Description
I have added some Hebrew texts to my embeddings. I use NearText queries under the Tex2Vec OpenAI transformer.
I am curious if these queries will match similar contexts in the Hebrew texts?
Server Setup Information
Weaviate Server Version:
Deployment Method: WCS
Multi Node? Number of Running Nodes:
Client Language and Version: 1.23.10
Any additional Information
Hi!
It will depend on the LLM inference you use.
If it supports your language, it should work fine as long as Weaviate is aware
Let me know if this helps!
gpt-4 is the model. It supports Hebrew.
How is Weaviate made aware?
When you create a collection, you can specify a vectorizer model.

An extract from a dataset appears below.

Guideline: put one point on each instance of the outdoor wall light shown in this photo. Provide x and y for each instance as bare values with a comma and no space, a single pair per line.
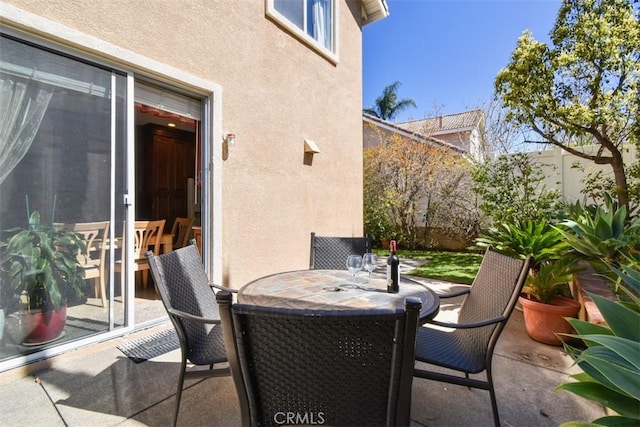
310,147
230,139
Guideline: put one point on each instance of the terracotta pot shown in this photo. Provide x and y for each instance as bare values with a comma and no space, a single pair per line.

As long as this vectorizer model support multi language, and your class was configured to use it, it should work.
for example:
import weaviate.classes as wvc
client.collections.create(
"Article",
vectorizer_config=wvc.config.Configure.Vectorizer.text2vec_cohere(
model="embed-multilingual-v2.0",
vectorize_collection_name=True
),
)
Cohere has a nice multi language model:
Cohere offers multilingual language models that map text to a semantic vector space, improving search results and enabling use cases such as multilingual semantic search, customer feedback aggregation, and cross-lingual content moderation. The model...
Let me know if this helps
1 Like
Yes, thanks.
Actually, I want to create a new cluster and use text-embedding-3-large as my embedding model. Do you have a way of finding out if it is multi-lingual? I have asked on the OpenAI developer forum, but so far nobody seems to know.
It looks like regardless of whether the model is multi-lingual or not, if I add the English translation to the embedding, the cosine similarity search will find it. That’s good to know.